Tous les travailleurs qui prennent leur retraite ont droit à une indemnité déterminée par la loi. Certaines conventions collectives ou clauses contractuelles peuvent prévoir des conditions plus avantageuses pour les salariés.
Le calcul de cette indemnité varie en fonction de la nature du départ : volontaire ou imposé par l'employeur. Nous explorerons ici les modalités de calcul dans chaque situation.

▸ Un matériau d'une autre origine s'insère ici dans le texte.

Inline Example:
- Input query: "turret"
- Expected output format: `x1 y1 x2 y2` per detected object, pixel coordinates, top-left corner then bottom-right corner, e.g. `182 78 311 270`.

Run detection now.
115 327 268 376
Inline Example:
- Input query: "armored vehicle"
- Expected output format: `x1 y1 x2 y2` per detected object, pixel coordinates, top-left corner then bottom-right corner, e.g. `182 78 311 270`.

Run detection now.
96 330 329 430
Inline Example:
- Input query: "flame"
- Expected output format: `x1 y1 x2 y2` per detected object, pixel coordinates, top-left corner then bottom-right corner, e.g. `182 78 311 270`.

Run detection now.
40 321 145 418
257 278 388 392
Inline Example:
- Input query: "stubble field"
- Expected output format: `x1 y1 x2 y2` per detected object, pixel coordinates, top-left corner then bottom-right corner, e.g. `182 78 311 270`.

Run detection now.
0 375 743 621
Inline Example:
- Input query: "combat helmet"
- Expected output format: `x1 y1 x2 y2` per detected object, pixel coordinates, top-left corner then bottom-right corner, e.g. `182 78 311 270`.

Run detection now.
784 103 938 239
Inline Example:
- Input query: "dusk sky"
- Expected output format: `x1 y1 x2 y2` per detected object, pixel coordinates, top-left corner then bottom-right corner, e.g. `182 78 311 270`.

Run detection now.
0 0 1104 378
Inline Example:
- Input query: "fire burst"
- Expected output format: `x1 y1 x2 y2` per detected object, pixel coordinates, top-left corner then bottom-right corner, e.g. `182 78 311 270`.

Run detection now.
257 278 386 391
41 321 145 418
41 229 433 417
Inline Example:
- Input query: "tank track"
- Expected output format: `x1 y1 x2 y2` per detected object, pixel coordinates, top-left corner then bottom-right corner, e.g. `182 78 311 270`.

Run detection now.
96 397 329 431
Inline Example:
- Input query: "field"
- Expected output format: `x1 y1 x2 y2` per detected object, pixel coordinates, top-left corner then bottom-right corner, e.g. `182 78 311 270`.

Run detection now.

Indemnité pour un départ volontaire à la retraite
Lorsqu'un salarié choisit de prendre sa retraite, il peut bénéficier d'une indemnité légale à condition d'avoir au moins 10 ans d'ancienneté dans l'entreprise. Le montant de l'indemnité dépend de son ancienneté :
- 10 à 15 ans : la moitié d'un mois de salaire
- 15 à 20 ans : un mois de salaire
- 20 à 30 ans : un mois et demi de salaire
- Plus de 30 ans : deux mois de salaire
Le calcul se base sur la rémunération la plus favorable : soit 1/12ème de la rémunération brute des 12 derniers mois, soit 1/3 des 3 derniers mois, incluant les primes éventuelles.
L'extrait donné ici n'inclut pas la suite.